On the day of the event there were police personnel assigned to staff various locations where traffic would not impede or endanger pedestrians and the DPW placed cones and barricades at numerous locations to assist with road closures and traffic diversions. The event organizers provided numerous volunteer staff to post at various locations to assist with race participant safety and warnings to vehicle traffic. Sleepy Hollow Ambulance Corp. Captain Edgar Brennan coordinated staffing of emergency medical personnel at several locations along the event route. This included having personnel from Phelps Memorial Hospital staffing a medical tentat the race start/finish area, staffing two Sleepy Hollow ambulances with Emergency Medical Technicians, as well as a staffed ‘fly car’, and providing a Paramedic from the Ossining Volunteer Ambulance Corp., strategically stationed along the route of the race.

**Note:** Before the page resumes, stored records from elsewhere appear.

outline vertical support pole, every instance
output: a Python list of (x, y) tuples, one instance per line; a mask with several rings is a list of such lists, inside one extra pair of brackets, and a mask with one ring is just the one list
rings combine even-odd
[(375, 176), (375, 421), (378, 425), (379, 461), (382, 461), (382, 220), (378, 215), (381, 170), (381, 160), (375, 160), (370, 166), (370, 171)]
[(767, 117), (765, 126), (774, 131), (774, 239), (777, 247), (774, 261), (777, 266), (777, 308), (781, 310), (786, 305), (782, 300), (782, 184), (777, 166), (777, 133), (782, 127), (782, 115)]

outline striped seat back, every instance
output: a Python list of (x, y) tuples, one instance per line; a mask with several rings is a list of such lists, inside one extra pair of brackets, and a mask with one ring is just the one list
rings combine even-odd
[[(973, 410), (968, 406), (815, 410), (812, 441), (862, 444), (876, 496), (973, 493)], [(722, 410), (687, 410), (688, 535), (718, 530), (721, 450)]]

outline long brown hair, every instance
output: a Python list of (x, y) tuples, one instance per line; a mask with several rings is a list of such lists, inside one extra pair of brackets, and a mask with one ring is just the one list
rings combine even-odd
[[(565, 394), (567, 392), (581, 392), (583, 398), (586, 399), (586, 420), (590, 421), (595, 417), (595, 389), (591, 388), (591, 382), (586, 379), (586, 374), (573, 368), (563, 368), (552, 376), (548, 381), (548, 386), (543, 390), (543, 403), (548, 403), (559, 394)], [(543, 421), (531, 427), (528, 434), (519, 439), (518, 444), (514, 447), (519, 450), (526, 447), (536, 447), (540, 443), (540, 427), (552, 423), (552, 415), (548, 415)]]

The event started on time and personnel were in place along the route. At 09:58 am the Sleepy Hollow Police Department received a 911 call reporting that a runner was down in front of 58 Fremont Road. Eleven seconds later at 09:59 am a second 911 call came in reporting a man collapsed at this same location. The desk officer dispatched emergency medical personnel at 09:59 am to 58 Fremont Road. The desk officer also contacted Mount Pleasant PD at 10:01 am to respond the paramedic provided by the town to the village. A third 911 was received at 10:03 am with the caller reporting that somebody is down on Fremont. The desk officer advised the caller that the ambulance was on the way. At 10:03 am the Ossining Paramedic arrived on scene and started intubation of the aided, as CPR was already in progress, being performed by civilian personnel at the scene. At 10:04 am SHAC Captain Brennan reports he is on scene. A fourth 911 was received at 10:05 am with the caller asking where the ambulance was and stating that CPR was in progress. The desk officer immediately notified the responding ambulance that CPR was being performed. The Paramedic from Trans-care (a 2nd paramedic), dispatched by MPPD, was on scene at 10:05am. The Sleepy Hollow ambulance reported at 10:10 am that they had arrived on scene. A 10:20 am radio call by the Sleepy Hollow ambulance reported that they were transporting the aided to Phelps Hospital (2 medics and an EMT on board).

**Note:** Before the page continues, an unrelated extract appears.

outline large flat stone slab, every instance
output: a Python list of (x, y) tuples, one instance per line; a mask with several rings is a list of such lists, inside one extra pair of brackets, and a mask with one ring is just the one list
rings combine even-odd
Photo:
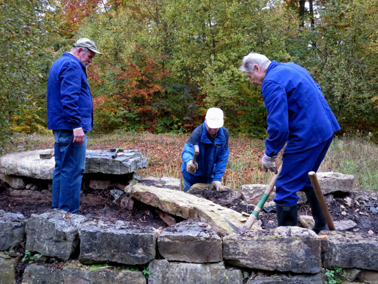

I am aware that there have been a number of accusations that medical and police personnel were not on scene until 15 or 20 minutes after CPR was started by others who witnessed the runner collapsing. Audio logs and various reports indicate that emergency medical personnelwere on scene within 5 minutes of the first call reporting that a runner was down. There is also a time stamp on the EKG machine used by the medic on scene, indicating a time stamp at 10:05 am, according to Doctor Nigro of Phelps Hospital. The ACR provided by the Trans-caremedic, the second medic on scene, shows a dispatch time of 10:01 am with arrival at the scene at 10:05am.
The criticism regarding a late response by police and ambulance personnel are attributable to the fact that the first medic on scene was operating a black Ford Crown Vic, not an ambulance and that the second medic and Captain Brennan were driving SUV type vehicles, not an ambulance. Critics were looking for the ambulance and police cars, typically known to them by their particular lighting and markings.
Proper care and response was provided, as planned for. Steven Gates had a cardiac arrest event and ultimately passed away as a result of this ‘heart attack’. Proper care was provided and all efforts were made in an attempt to save his life. The medics on scene had the necessary and proper equipment to render the required aid.